Wejście w sen z WILD - problemy
#1
Cześć wszystkim!
Postaram się napisać na tyle konkretnie na ile potrafię i od razu do konkretów.

Zawsze testując WILD bez WBTB (Wtedy nie wiedząc o skuteczności WBTB i potrzebie jego wykorzystania), miałem duże hipnagogi, traciłem koncentrację, nie skupiałem się na niczym, dawałem się ponieść - pojawiały się różne scenki, które widziałem często z 1szej osoby, ciągle czuwając w łóżku. Próbując nad nimi zapanować, a raczej znowu mieć świadomość, żeby nie zasnąć bez niej - wszystkie hipnagogi znikały, a ja znowu skupiałem się na ciele.
Jeśli dawałem temu pójść dalej - po 5-10 sekundach już spałem bez świadomości snu.

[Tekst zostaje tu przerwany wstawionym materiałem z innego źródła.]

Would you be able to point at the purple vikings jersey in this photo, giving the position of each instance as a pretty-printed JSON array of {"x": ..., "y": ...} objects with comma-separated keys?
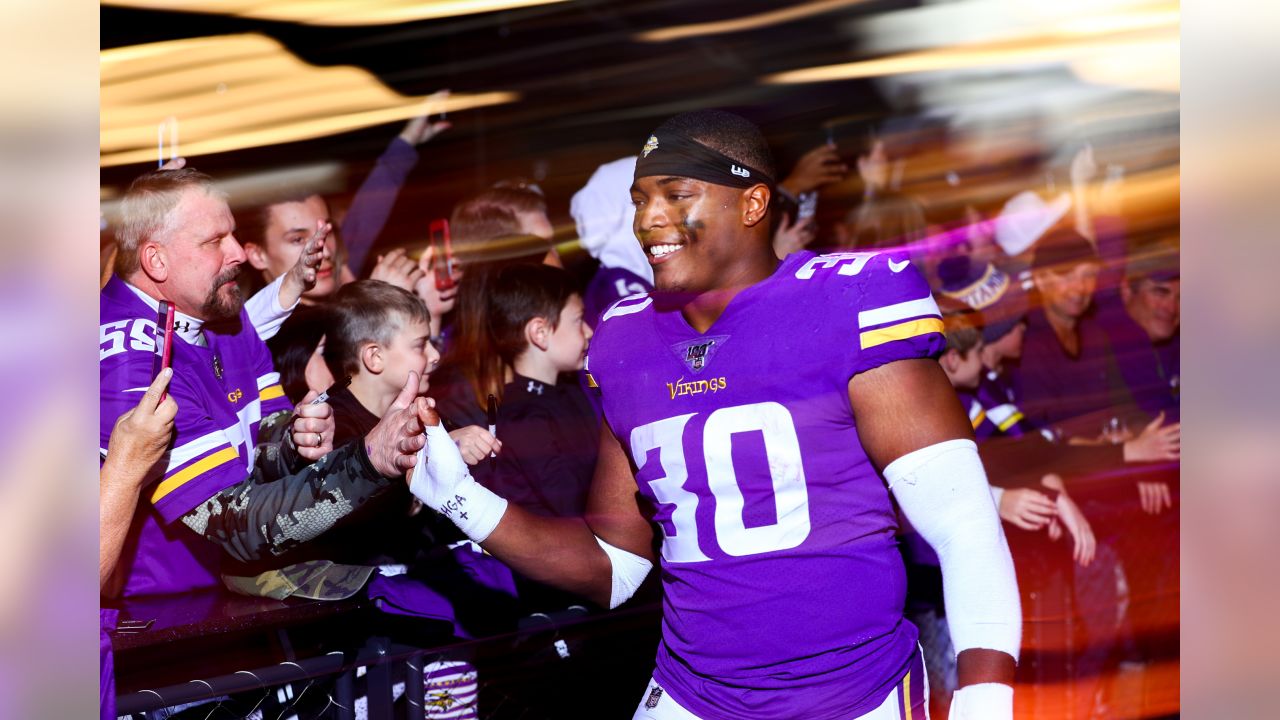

Od 3 dni próbuję wykorzystać WBTB.
W pierwsze 2 dni spałem po 5h, budziłem się, próbowałem ocknąć umysł przez 30 minut i wracałem do łóżka - nie potrafiłem zasnąć. Próbowałem skupić się tylko na oddechu, który wydobywał się sam i niestety nic z tego - ani nie szło zasnąć świadomie, ani w ogóle - hipnagogów też brak. W końcu żeby się wyspać na następny dzień, poszedłem spać zwyczajnie.
--- Dzięki WBTB pamiętałem swoje sny dosyć dokładnie.
Tej nocy kolejna próba, sfrustrowany niemożnością snu obudziłem się po 5h, dosłownie pare minut na telefonie, 5 max i idę spać. Próbuję się skupić na świadomości wyłącznie, brak hipnagogów ale wydaje mi się, że zaszedłem trochę dalej. Tzn. starałem utrzymać świadomość, już nie przez oddech, lecz zwyczajnie, bez kotwic. Zdając sobie sprawę z tego co robię. Efekty (CHYBA) przyszły trochę szybciej, paraliż złapał szybciej, początkowo delikatnie (jak zawsze) i po ok. 10 minutach różnych efektów dźwiękowych - totalne wygaszenie obrazu który był szary, na kolor czarny (w ciągu jednej sekundy, nagle). Zero dźwięków, bez pisku, wszystko jakby zniknęło. Jednak serce zaczęło bić o wiele mocniej, szybciej, nie mogłem nad tym zapanować. Nie miałem przed oczami nic, nie słyszałem już nic, było ciemno. Więc wstałem - ale nie śniłem.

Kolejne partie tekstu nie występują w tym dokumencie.